Kinetics of Vapor-Phase Mercury Uptake by Virgin and Sulfur-Impregnated Activated Carbons

Abstract

ABSTRACT The injection of powdered activated carbon (PAC) into combustion flue gas, with subsequent collection in a particulate control device, and granular activated carbon (GAC) fixed-bed adsorption offer new promise for achieving high-quality air emissions with respect to elemental mercury concentrations. One of the key parameters that governs the applicability of adsorption technology to flue gas cleanup is the rate of vapor-phase mercury removal, which was the main focus of this study. The kinetics of vapor-phase mercury uptake by a virgin bituminous coal-based activated carbon (BPL), a commercially available sulfur impregnated activated carbon (HGR), and a BPL carbon impregnated with sulfur at 600 oC (BPL-S) was evaluated as a function of temperature and elemental mercury concentration. For all three carbons, an increase in mercury concentration and a decrease in temperature resulted in an increased overall mercury uptake.
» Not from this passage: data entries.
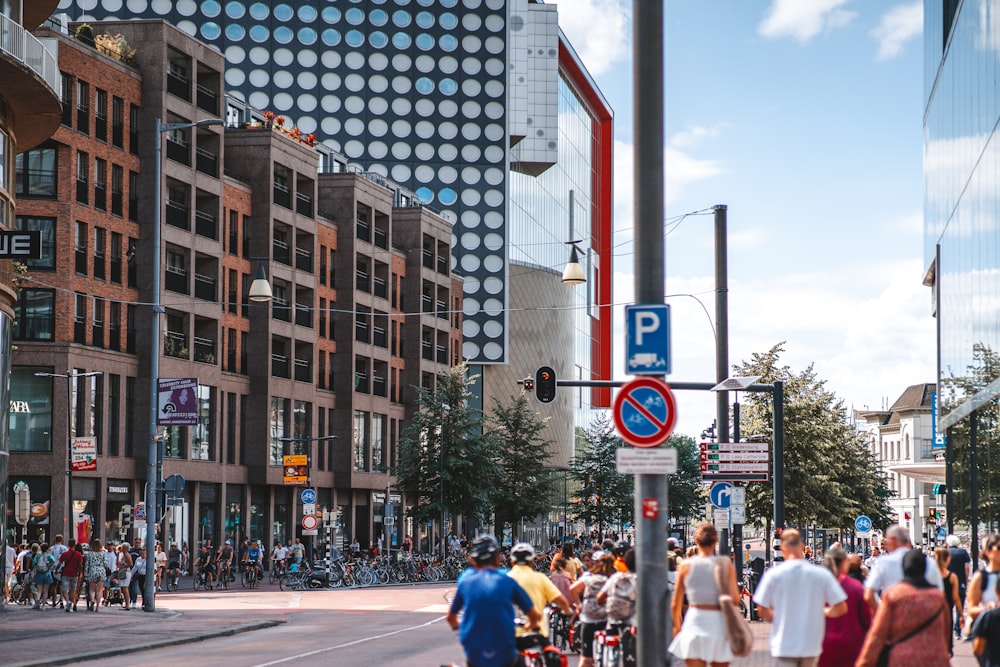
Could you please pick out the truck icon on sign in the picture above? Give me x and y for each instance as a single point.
(647, 360)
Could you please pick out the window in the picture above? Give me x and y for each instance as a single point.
(36, 173)
(360, 441)
(117, 192)
(82, 177)
(82, 106)
(117, 122)
(47, 228)
(100, 252)
(101, 114)
(114, 414)
(35, 317)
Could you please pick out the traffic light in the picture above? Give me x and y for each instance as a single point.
(545, 384)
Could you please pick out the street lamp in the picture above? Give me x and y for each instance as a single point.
(70, 377)
(152, 466)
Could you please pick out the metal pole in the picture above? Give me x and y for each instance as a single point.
(152, 481)
(653, 598)
(722, 350)
(974, 483)
(70, 524)
(779, 463)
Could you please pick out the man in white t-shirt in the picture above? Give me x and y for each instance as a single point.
(888, 568)
(797, 597)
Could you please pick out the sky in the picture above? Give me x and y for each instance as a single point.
(803, 117)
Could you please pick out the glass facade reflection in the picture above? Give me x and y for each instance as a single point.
(962, 197)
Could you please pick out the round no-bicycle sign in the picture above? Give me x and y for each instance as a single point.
(645, 412)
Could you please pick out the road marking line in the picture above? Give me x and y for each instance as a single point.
(353, 643)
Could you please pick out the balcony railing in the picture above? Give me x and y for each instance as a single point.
(204, 287)
(206, 225)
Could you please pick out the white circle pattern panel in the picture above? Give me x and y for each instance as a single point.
(348, 72)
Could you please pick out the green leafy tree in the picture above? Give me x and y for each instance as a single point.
(525, 487)
(685, 490)
(445, 460)
(605, 497)
(830, 475)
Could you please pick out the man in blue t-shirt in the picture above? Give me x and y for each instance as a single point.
(486, 599)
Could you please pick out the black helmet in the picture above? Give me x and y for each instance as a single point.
(522, 552)
(484, 548)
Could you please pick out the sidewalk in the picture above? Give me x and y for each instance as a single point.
(53, 637)
(761, 656)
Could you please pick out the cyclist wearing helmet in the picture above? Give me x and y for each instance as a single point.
(620, 550)
(539, 587)
(486, 599)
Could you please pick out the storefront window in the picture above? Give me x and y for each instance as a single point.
(31, 409)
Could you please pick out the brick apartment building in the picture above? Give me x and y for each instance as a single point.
(364, 304)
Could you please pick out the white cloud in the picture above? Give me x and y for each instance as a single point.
(898, 25)
(598, 31)
(804, 19)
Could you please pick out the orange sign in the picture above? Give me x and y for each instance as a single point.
(296, 469)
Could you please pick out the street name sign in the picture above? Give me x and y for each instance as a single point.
(658, 461)
(647, 339)
(645, 412)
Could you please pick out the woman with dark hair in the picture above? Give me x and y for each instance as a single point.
(844, 635)
(912, 616)
(700, 634)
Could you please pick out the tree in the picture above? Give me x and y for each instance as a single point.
(830, 475)
(605, 497)
(525, 487)
(444, 445)
(685, 490)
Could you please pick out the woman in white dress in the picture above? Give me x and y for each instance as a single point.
(700, 634)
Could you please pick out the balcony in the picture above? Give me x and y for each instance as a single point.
(303, 205)
(178, 215)
(31, 83)
(206, 225)
(206, 162)
(207, 100)
(204, 287)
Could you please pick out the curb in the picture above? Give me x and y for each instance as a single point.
(136, 648)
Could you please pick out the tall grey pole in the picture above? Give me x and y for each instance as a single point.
(152, 479)
(722, 346)
(653, 598)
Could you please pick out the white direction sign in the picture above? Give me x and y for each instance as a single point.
(650, 461)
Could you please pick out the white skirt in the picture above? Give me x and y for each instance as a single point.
(702, 637)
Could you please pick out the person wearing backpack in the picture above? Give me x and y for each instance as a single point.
(593, 615)
(41, 565)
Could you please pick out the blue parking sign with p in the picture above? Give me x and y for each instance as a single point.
(647, 347)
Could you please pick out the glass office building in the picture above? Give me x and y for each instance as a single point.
(962, 199)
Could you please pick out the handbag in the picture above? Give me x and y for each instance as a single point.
(737, 628)
(883, 656)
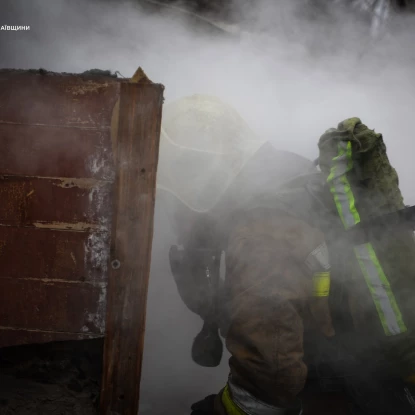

The rate of mercury uptake by HGR carbon was slower at higher temperatures due to the change in sulfur structure, which induced a decreased number of terminal sulfur atoms available to react with mercury. For a given flue gas temperature, an increase in mercury concentration resulted in slower mercury uptake kinetics, which suggests that the rate of mercuric sulfide (HgS) diffusion into the sulfur mass is the rate-limiting step. The rate of mercury uptake by BPL-S carbon deteriorated with an increase in temperature, which indicates that the rate of HgS formation is the rate-limiting step in the overall mercury removal process. BPL-S carbon displayed faster uptake kinetics and higher total mercury uptake than HGR carbon, except for very high initial mercury concentrations (e.g., >1,000 mg/m3 ).